Overhead, above a false ceiling of open crossed batting strips, are a set of four, newly installed, giant hi-fidelity speakers. Their mission is to carry accurate sound without distortion to every far corner of the room. They do.

The patrons sit in a semicircle at low tables around the small bandstand with its mirrored back, or on cushioned stools at the bar which runs the length of the room on the opposite side.

Very few patrons are from the Hermosa Beach vicinity. They're from all over the L.A. area. A great many of the UCLA, SC and L.A. City College crowd headquarter here, which may account for the uncommonly high percentage of classy, good-looking girls. The average age is in the mid-20s, but there are older and younger steady patrons.

 

Jazz Came to Hermosa Beach in this Fashion

One day after World War II, Rumsey, a tall black-haired chap, was strolling the town. He was tired of playing in big band groups and could get nowhere with his own big group.

He walked into the Lighthouse. It was virtually empty. Developed that Owner John Levine had bought it, sight unseen, on the basis of its huge wartime business.

Rumsey asked Levine if he'd ever experimented with a music policy.

"Everybody and his brother has tried to tell me how to run this place," Levine snapped. "Now you walk in off the streets and tell me what I should do."

But he finally agreed to give Rumsey a chance.

"I hired the loudest musicians I could find," Rumsey reminisces. "We propped the front doors open and started to blast off. The people began to filter in. Pretty soon the place was full. There were more people than Levine had had in the entire preceeding two weeks."

Rumsey and his group were hired on the spot.

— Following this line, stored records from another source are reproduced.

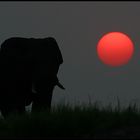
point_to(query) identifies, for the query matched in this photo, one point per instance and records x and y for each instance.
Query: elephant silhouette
(28, 64)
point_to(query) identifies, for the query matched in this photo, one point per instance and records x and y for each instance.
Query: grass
(80, 121)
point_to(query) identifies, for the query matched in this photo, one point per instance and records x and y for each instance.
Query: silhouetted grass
(79, 121)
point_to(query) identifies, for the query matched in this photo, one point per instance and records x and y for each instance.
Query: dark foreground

Since then, Rumsey has had three different jazz groups. He considers the current one the finest of the lot. The personnel: Rumsey on bass, Bob Cooper (husband of singer June Christy) on tenor sax, Bud Shank on alto sax, Claude Williamson, piano, and Stan Levey, drums. Claude Williamson on trumpet, joins them in week ends.

Eighty percent of their music are originals. They are tunes such as "Viva Zapata," "Witch Doctor," "Warm Winds," "Albatross," "Mambo Los Feliz," "Comin Thru the Rye Bread."

Last year Bob Cooper and Bud Shank decided to explore the possibilities of the flute and oboe in jazz. It was such a success that the group's latest long-play record for the Contemporary record label features their oboe-flute duets.

Such tunes as "Aquarium," "Still Life" and "Hermosa Summer", with the soft brush of drums and Rumsey's forceful bass beat as accompaniment, are some of the most beautiful and moving jazz numbers I have heard.